Save this with cron 0 1 * * * and the scheduler will write yesterday's sales to two CSVs at 1 am every night.

What happens under the hood

Export

  1. The workbench receives the manifest YAML.
  2. If query is set, the workbench parses the YQL into the engine's query form.
  3. The parsed manifest, along with any parsed query, is sent to the engine over the wire protocol.
  4. The engine flushes the memtable so that the export sees the most recent writes.
  5. The engine scans the store, applies the predicate, and walks the entity tree to write each file. For each child, the join key from the parent row is injected into the child file.

Import

  1. The workbench receives the manifest YAML and forwards it to the engine.
  2. The engine sorts the entities deepest-first.
  3. At each depth, the child file is loaded and the rows are grouped by their join_key column (read from the CSV header, not from the fields list).
  4. The importer walks back up the tree, embedding the already-grouped children as arrays under the configured parent_field.
  5. The root parent file is read row by row. The matching child groups are embedded, the document is assembled, and the row is inserted as BSON.
  6. After the batch finishes, the engine flushes to persist the new documents.

Scheduled execution

  1. The scheduler reads the stored manifest from the schedule document.
  2. The template variables are resolved to epoch milliseconds at that moment.
  3. The resolved manifest then takes the same path as a Run Now operation. The result is logged back to the schedule task, so you can see it in the Schedules panel.

Export and import vs backup and restore

It is worth being explicit about the split here. Both live in the workbench scheduler, but they are not the same operation.

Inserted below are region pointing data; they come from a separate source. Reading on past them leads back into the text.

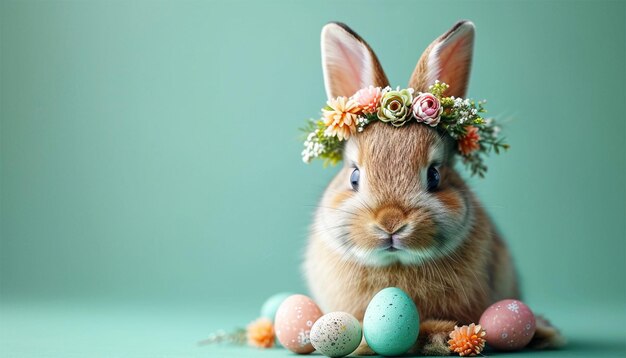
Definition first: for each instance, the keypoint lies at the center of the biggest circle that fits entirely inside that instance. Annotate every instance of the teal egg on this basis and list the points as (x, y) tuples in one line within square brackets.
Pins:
[(391, 322), (269, 308)]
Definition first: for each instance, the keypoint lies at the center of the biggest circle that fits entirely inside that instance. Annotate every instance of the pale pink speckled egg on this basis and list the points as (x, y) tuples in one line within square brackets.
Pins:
[(509, 325), (293, 322)]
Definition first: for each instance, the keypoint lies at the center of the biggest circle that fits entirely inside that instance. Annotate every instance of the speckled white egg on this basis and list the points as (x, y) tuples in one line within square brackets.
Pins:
[(391, 322), (336, 334)]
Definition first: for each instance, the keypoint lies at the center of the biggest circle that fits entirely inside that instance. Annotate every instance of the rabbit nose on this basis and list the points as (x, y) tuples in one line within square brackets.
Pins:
[(390, 220)]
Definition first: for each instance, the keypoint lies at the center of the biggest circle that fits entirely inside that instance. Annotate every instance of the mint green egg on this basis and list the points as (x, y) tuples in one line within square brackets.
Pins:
[(391, 322)]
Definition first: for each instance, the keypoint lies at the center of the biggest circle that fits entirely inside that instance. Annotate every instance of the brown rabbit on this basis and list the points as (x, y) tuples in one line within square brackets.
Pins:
[(398, 214)]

ConcernExport / importBackup / restore
Driven byYAML manifestApp or system selector
ScopeA single store, optionally filteredA whole app's data dir, or the workbench system DB
FormatJSON, BSON, CSVFile-level snapshot (vlog segments, B+ tree, WAL)
PurposeSeed data, cross-environment migrationDisaster recovery
CLI surfaceNone. UI and /api/export /api/importplanctl backup and planctl restore
Scheduler task typeexport, importbackup, restore

planctl backup takes a one-shot file-level snapshot of the running app and downloads it to your machine:

sh
planctl backup --app myapp --profile prod --output ./backups

planctl restore writes a snapshot back into the target host. The mode is implicit in which flags are present:

sh
# restore an app
planctl restore --app myapp --backup ./backups/myapp-2025-06-01.tar --profile prod

# restore one service on an app
planctl restore --app myapp --service orders --backup ./backups/orders.tar --profile prod

# restore the workbench's own system DB
planctl restore --system --backup ./backups/system-2025-06-01.tar

Use planctl backup and planctl restore for the bit-for-bit recovery scenario. For everything else, use the export/import manifests.

Practical notes

  • Use absolute paths for output_dir. Relative paths resolve against the engine process's working directory, which is rarely where you want them to land.
  • Declare types for every CSV column. CSV carries no type information of its own, so the manifest is the only source of truth. For JSON imports, add a fields block for any field where auto-inference produces the wrong BSON type.
  • Schedule heavy operations off-hours. Export scans the whole store. Import batches the inserts. Both consume CPU, disk, and memory in proportion to the data set.
  • Use template variables for date-bounded scheduled exports. A hardcoded date in a recurring task is a bug waiting to ship.
  • Test with Run Now before scheduling. The same manifest, the same engine path. In case it works once, it will work on a cron too.
  • One manifest, both directions. The same file can drive an export on the source host and an import on the target host. That is the intended way to move data between environments.